Dorong Hilirisasi, Pemerintah Gunakan HPM sebagai “Senjata Ekonomi” Lawan Ekspor Bahan Mentah

News114 Dilihat

JAKARTA, BN NASIONAL – Pemerintah menjadikan kebijakan Harga Patokan Mineral (HPM) dan larangan ekspor bijih bauksit sebagai strategi utama untuk mempercepat hilirisasi mineral di dalam negeri. Langkah ini dinilai krusial untuk mengakhiri ketergantungan pada ekspor bahan mentah dan membangun industri pengolahan nasional yang kuat.

Kebijakan ini sejalan dengan amanat Undang-Undang Minerba Nomor 3 Tahun 2020 dan Asta Cita ke-5 Presiden Prabowo Subianto, yang menekankan pentingnya industrialisasi berbasis sumber daya alam sebagai fondasi ekonomi nasional.

Direktur Jenderal Mineral dan Batubara Kementerian ESDM, Tri Winarno, menegaskan bahwa HPM didesain untuk menciptakan industri pengolahan mineral yang mandiri dan berdaya saing global.

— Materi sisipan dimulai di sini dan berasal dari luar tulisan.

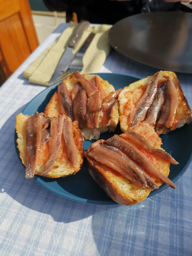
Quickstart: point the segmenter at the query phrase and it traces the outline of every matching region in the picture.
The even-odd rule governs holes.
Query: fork
[[[53,82],[50,84],[49,85],[51,85],[57,82],[62,81],[70,76],[76,71],[80,72],[82,70],[83,67],[83,57],[95,35],[95,34],[93,33],[89,34],[80,49],[76,53],[74,59],[67,70],[64,71],[61,76],[57,78]]]
[[[52,84],[56,83],[58,82],[62,81],[62,80],[63,80],[65,78],[67,78],[67,77],[68,77],[72,75],[74,72],[75,72],[76,71],[78,71],[79,72],[80,72],[82,69],[81,69],[77,70],[76,69],[72,69],[68,68],[66,71],[64,71],[63,72],[63,74],[61,76],[60,76],[58,77],[56,80],[55,80],[55,81],[52,83],[49,84],[49,85],[50,86],[52,85]]]

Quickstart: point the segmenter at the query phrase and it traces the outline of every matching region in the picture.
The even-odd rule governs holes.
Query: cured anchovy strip
[[[166,82],[165,82],[160,86],[155,98],[148,110],[147,117],[145,121],[150,125],[155,126],[158,120],[164,103],[164,91],[166,84]]]
[[[98,89],[92,83],[78,72],[73,73],[73,75],[78,80],[81,85],[85,89],[88,97],[96,92],[99,91]]]
[[[34,177],[41,140],[43,116],[42,113],[37,113],[31,116],[27,122],[25,175],[27,179]]]
[[[73,137],[72,122],[70,119],[64,119],[63,134],[67,149],[67,159],[74,167],[78,161],[78,155]]]
[[[62,114],[64,114],[74,121],[73,114],[72,100],[70,94],[68,90],[67,86],[62,82],[57,87],[58,101]]]
[[[88,98],[87,114],[88,128],[98,128],[101,105],[101,101],[99,92],[96,92]]]
[[[129,131],[121,134],[121,137],[126,139],[128,138],[136,148],[139,147],[146,152],[155,155],[161,159],[173,164],[178,163],[168,153],[160,149],[156,149],[153,147],[143,136],[134,131]]]
[[[136,162],[132,160],[127,155],[124,153],[119,149],[115,147],[105,144],[100,144],[101,146],[106,148],[114,151],[118,154],[121,157],[128,161],[130,165],[130,168],[137,173],[138,176],[146,188],[150,187],[152,189],[158,189],[159,186],[150,176],[148,175]]]
[[[145,187],[143,182],[137,174],[130,168],[127,161],[114,151],[98,146],[94,147],[88,153],[88,155],[99,163],[119,173],[134,184],[142,188]]]
[[[44,174],[49,173],[52,168],[57,156],[61,140],[65,115],[58,118],[50,117],[51,121],[50,136],[48,139],[49,158],[45,163]]]
[[[114,135],[107,140],[106,143],[120,149],[131,158],[140,164],[146,170],[172,188],[176,186],[169,178],[160,172],[143,153],[136,148],[119,136]]]
[[[174,122],[178,101],[176,88],[169,77],[165,88],[165,95],[166,100],[158,125],[164,125],[170,128],[172,127]]]
[[[145,119],[157,91],[159,74],[158,72],[156,74],[148,84],[144,94],[130,115],[129,122],[131,126],[133,127]]]
[[[87,97],[85,90],[81,86],[74,99],[73,111],[75,120],[79,122],[80,128],[83,128],[87,125]]]

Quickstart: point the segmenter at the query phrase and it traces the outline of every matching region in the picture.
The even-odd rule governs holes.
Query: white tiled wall
[[[58,15],[56,12],[46,14],[37,14],[32,12],[32,17],[39,44],[41,44],[61,23],[66,22],[65,13]]]

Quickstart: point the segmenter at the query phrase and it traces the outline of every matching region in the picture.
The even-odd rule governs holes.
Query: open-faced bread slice
[[[123,88],[118,96],[123,132],[145,122],[158,134],[189,124],[191,110],[175,74],[160,71]]]
[[[118,95],[113,86],[98,75],[77,72],[58,86],[46,106],[45,116],[64,114],[78,121],[86,140],[98,139],[100,134],[114,131],[119,120]]]
[[[77,121],[64,115],[45,117],[43,113],[16,116],[17,143],[26,177],[34,174],[65,177],[79,171],[83,161],[83,145]]]
[[[161,148],[154,128],[143,122],[130,131],[94,143],[84,153],[85,164],[93,179],[118,203],[143,200],[167,178],[170,163],[177,162]]]

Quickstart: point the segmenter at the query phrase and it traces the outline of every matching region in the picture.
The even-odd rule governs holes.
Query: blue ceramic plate
[[[99,73],[103,79],[112,84],[116,90],[123,88],[138,80],[138,78],[119,74]],[[35,97],[27,105],[22,113],[31,115],[36,111],[44,112],[51,97],[56,91],[58,83],[48,87]],[[192,124],[186,125],[161,136],[163,148],[179,162],[179,164],[171,164],[169,178],[174,182],[184,173],[189,164],[192,154]],[[117,128],[116,134],[121,131]],[[106,139],[113,135],[112,133],[105,133],[100,138]],[[16,134],[15,143],[16,139]],[[94,140],[86,141],[84,150],[86,150]],[[16,147],[16,150],[19,157]],[[88,171],[83,166],[75,175],[64,178],[52,179],[35,176],[34,179],[39,184],[57,194],[64,197],[82,203],[100,204],[116,203],[109,198],[91,178]],[[152,191],[148,196],[162,191],[168,186],[163,184],[157,190]]]

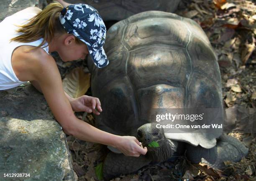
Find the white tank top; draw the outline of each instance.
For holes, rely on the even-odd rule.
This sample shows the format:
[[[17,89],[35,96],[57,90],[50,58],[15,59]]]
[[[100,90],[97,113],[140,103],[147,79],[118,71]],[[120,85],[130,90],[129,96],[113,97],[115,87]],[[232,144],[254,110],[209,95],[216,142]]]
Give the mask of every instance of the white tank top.
[[[35,15],[36,13],[31,12],[31,9],[26,9],[7,17],[0,22],[0,90],[11,89],[26,82],[20,81],[14,73],[11,62],[13,52],[21,45],[37,47],[41,43],[43,38],[29,43],[10,42],[10,40],[18,35],[15,31],[18,27],[15,25],[26,24],[26,21]],[[47,47],[43,48],[45,46]],[[47,43],[41,47],[49,54]]]

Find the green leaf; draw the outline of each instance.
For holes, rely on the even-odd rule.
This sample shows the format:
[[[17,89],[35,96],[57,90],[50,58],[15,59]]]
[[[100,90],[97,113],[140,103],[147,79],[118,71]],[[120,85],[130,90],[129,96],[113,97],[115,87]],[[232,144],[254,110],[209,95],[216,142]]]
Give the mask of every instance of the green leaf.
[[[149,147],[153,147],[154,148],[156,148],[157,147],[159,147],[159,144],[156,141],[153,141],[149,144],[148,144],[148,146]]]
[[[103,180],[103,162],[100,163],[95,168],[97,178],[99,180]]]

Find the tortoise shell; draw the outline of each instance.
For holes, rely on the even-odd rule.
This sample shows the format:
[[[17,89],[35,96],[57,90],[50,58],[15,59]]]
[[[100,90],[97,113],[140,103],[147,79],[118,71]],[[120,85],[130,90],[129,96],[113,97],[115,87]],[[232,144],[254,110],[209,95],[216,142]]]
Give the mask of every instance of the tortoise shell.
[[[153,110],[161,108],[220,108],[223,121],[217,58],[194,21],[161,11],[141,12],[112,26],[104,48],[108,66],[97,68],[90,57],[88,61],[92,95],[103,109],[96,117],[97,127],[136,136],[140,126],[152,121]],[[222,130],[197,133],[165,135],[209,148]]]

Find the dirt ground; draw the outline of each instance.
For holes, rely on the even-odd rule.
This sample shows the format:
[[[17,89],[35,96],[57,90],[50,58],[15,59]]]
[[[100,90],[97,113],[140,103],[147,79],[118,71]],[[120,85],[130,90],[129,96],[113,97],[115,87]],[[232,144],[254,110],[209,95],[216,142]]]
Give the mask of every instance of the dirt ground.
[[[254,121],[255,126],[256,119],[256,10],[252,0],[188,0],[183,1],[176,12],[198,23],[215,51],[221,74],[223,105],[229,121],[226,127],[229,134],[249,148],[246,158],[238,163],[225,163],[225,169],[221,171],[201,164],[191,164],[181,156],[174,162],[149,165],[136,174],[122,175],[113,180],[256,180],[256,134],[252,129],[250,132],[244,129],[249,120]],[[78,61],[57,63],[62,78],[74,67],[86,66]],[[90,94],[90,91],[87,94]],[[243,119],[233,117],[230,111],[234,110]],[[91,114],[76,115],[94,125]],[[106,147],[71,136],[67,139],[79,180],[97,180],[95,168],[108,152]]]

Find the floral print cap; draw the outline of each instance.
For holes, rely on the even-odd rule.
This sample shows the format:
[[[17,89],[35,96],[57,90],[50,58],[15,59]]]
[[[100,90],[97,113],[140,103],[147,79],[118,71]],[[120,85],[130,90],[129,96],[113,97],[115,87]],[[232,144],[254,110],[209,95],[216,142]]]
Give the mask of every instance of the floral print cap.
[[[85,4],[69,5],[63,8],[59,20],[68,33],[72,33],[87,45],[97,67],[104,67],[108,64],[103,48],[106,27],[96,10]]]

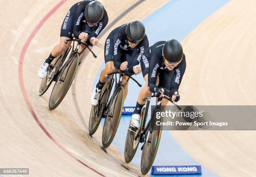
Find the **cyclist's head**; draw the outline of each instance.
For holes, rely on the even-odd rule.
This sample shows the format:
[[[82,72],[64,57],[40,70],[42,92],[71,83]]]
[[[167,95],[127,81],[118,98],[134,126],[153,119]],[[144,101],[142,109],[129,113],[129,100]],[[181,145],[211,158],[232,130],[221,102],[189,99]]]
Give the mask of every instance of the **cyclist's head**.
[[[167,69],[173,70],[183,57],[183,50],[180,43],[175,39],[167,41],[163,47],[163,57]]]
[[[142,39],[145,34],[145,27],[141,22],[131,22],[125,29],[128,40],[133,44],[138,44]]]
[[[102,19],[104,10],[102,5],[97,1],[92,2],[87,5],[84,14],[87,23],[95,25]]]

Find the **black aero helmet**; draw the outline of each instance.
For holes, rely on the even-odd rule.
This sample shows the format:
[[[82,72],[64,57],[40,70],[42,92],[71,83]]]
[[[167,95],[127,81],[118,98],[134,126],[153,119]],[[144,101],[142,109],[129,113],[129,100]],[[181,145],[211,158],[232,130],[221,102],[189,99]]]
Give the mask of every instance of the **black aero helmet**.
[[[163,56],[170,62],[181,60],[183,57],[183,49],[180,43],[175,39],[165,42],[163,47]]]
[[[103,8],[101,4],[97,1],[93,1],[87,5],[84,14],[87,22],[97,23],[102,19],[103,13]]]
[[[138,43],[145,36],[145,30],[144,25],[138,21],[131,22],[125,29],[125,33],[128,40],[133,43]]]

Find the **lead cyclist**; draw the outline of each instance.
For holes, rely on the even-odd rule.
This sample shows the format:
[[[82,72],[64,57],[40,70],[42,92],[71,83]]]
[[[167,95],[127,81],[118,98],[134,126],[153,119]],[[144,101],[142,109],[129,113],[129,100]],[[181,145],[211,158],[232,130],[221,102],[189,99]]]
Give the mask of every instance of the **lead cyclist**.
[[[156,94],[161,97],[169,95],[173,101],[180,98],[179,87],[186,70],[186,59],[182,47],[177,40],[159,41],[146,50],[141,62],[146,84],[141,90],[133,111],[131,125],[138,129],[141,109],[146,101],[142,98]],[[168,102],[163,99],[161,105]]]
[[[68,42],[66,44],[64,42],[65,40],[74,37],[89,45],[97,45],[99,40],[96,37],[105,27],[108,22],[107,12],[98,2],[86,0],[74,4],[63,21],[59,43],[54,47],[49,57],[40,67],[38,72],[39,77],[42,79],[45,78],[51,62],[69,47],[72,42]],[[81,44],[79,52],[81,52],[85,47]],[[86,53],[84,51],[80,56],[79,64]]]

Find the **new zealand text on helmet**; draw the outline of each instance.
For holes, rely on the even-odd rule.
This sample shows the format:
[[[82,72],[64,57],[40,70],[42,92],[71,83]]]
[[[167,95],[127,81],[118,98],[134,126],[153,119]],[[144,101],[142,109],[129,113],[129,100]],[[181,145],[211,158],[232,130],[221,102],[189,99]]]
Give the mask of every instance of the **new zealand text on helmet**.
[[[138,43],[145,36],[144,25],[138,21],[131,22],[126,27],[125,33],[130,42],[134,43]]]
[[[168,62],[174,64],[181,60],[183,50],[180,43],[175,39],[167,41],[163,47],[163,56]]]
[[[102,19],[104,10],[102,5],[97,1],[92,2],[86,6],[84,14],[87,22],[95,25]]]

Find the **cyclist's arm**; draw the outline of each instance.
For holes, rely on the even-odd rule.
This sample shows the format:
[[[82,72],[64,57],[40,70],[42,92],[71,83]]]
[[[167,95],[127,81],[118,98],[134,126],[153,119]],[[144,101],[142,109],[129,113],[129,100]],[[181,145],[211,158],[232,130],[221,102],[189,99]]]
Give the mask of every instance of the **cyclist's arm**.
[[[84,11],[86,5],[90,2],[86,3],[86,1],[81,2],[77,8],[77,11],[74,15],[73,33],[74,37],[79,39],[81,30],[82,18],[84,17]]]
[[[139,44],[139,50],[135,55],[132,60],[132,63],[130,65],[130,66],[128,68],[128,72],[130,74],[133,74],[134,73],[133,70],[133,66],[138,65],[140,63],[141,60],[141,58],[142,58],[142,55],[143,55],[144,51],[148,47],[149,45],[148,38],[146,35],[143,39],[143,40],[141,41],[141,43],[140,43]]]
[[[175,92],[178,92],[179,87],[181,83],[182,80],[186,70],[186,57],[183,54],[183,57],[181,62],[174,69],[175,72],[172,81],[171,89],[170,94],[172,94]]]
[[[117,70],[120,69],[121,66],[121,49],[120,44],[122,40],[122,36],[118,31],[114,34],[113,41],[114,42],[114,55],[113,60],[114,65]]]
[[[157,92],[160,89],[156,85],[156,84],[160,63],[161,58],[156,55],[153,55],[149,62],[148,87],[149,88],[149,90],[153,93]]]
[[[87,44],[91,44],[90,42],[91,38],[93,37],[97,38],[103,29],[107,26],[107,24],[108,22],[108,16],[107,11],[105,8],[104,8],[104,15],[102,19],[99,22],[96,27],[92,31],[92,32],[87,39],[86,43]]]

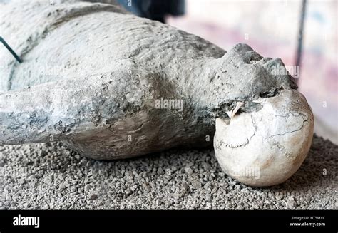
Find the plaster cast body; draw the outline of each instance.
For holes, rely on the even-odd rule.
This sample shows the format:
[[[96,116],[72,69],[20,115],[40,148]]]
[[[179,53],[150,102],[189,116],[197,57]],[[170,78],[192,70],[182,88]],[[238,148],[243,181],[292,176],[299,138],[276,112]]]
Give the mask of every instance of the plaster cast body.
[[[0,47],[1,144],[61,140],[87,157],[125,158],[178,146],[210,145],[206,138],[212,137],[219,118],[216,156],[227,173],[235,177],[224,165],[236,162],[227,155],[232,147],[220,149],[219,144],[231,136],[223,138],[217,125],[226,131],[222,122],[230,118],[227,113],[238,102],[244,104],[231,116],[234,124],[240,122],[240,131],[247,115],[267,116],[265,123],[276,120],[275,112],[265,113],[262,103],[273,98],[287,103],[281,114],[292,113],[294,117],[287,118],[291,122],[284,134],[274,138],[284,143],[270,156],[283,157],[291,151],[290,157],[298,157],[297,162],[287,162],[285,156],[285,167],[292,169],[266,184],[264,179],[236,178],[252,185],[281,182],[307,153],[313,116],[295,90],[293,78],[271,74],[274,67],[284,67],[280,59],[262,58],[245,44],[225,52],[196,36],[113,5],[29,1],[20,8],[1,6],[0,15],[2,36],[24,61],[17,63]],[[182,111],[157,108],[161,98],[183,101]],[[298,104],[292,110],[290,99]],[[285,119],[276,122],[287,123]],[[295,130],[302,134],[295,135]],[[248,138],[244,131],[239,140]],[[306,138],[304,150],[290,149],[290,140],[300,136]],[[245,145],[235,144],[246,150],[251,139]],[[262,143],[268,147],[270,143]],[[235,156],[240,156],[242,152],[237,151]]]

“Larangan ekspor dan HPM adalah bagian dari peningkatan nilai tambah mineral. Ini amanat konstitusi, dan bukan kebijakan mendadak. Justru sejak diberlakukan, kita melihat mulai tumbuhnya investasi pada smelter-smelter baru,” kata Tri dalam Rapat Dengar Pendapat Komisi XII DPR RI.

Baca juga  Akselerasi Motor Listrik di Indonesia, IBC Kenalkan Platform BAMS di AIPF 2023

Tri menyoroti keberhasilan Smelter Grade Alumina Refinery (SGAR) di Kalimantan Barat sebagai bukti konkret dari keberhasilan kebijakan hilirisasi. Proyek yang digarap oleh PT Borneo Alumina Indonesia (BAI) perusahaan patungan INALUM dan ANTAM, anggota Grup MIND ID ini dipercepat setelah larangan ekspor bauksit diterapkan pada Juni 2023. Kini SGAR telah beroperasi dan sukses melakukan pengiriman perdana ke Kuala Tanjung INALUM.

Pengamat ekonomi energi Universitas Gadjah Mada, Fahmi Radhi, menilai kebijakan HPM mampu mengubah orientasi pelaku usaha dari ekspor mentah ke investasi hilir.

“Selama ini ekspor bahan mentah lebih menguntungkan karena margin tinggi dan prosesnya cepat. Dengan HPM dan larangan ekspor, pemerintah menciptakan disinsentif agar pelaku usaha mau berinvestasi ke smelter,” ujarnya.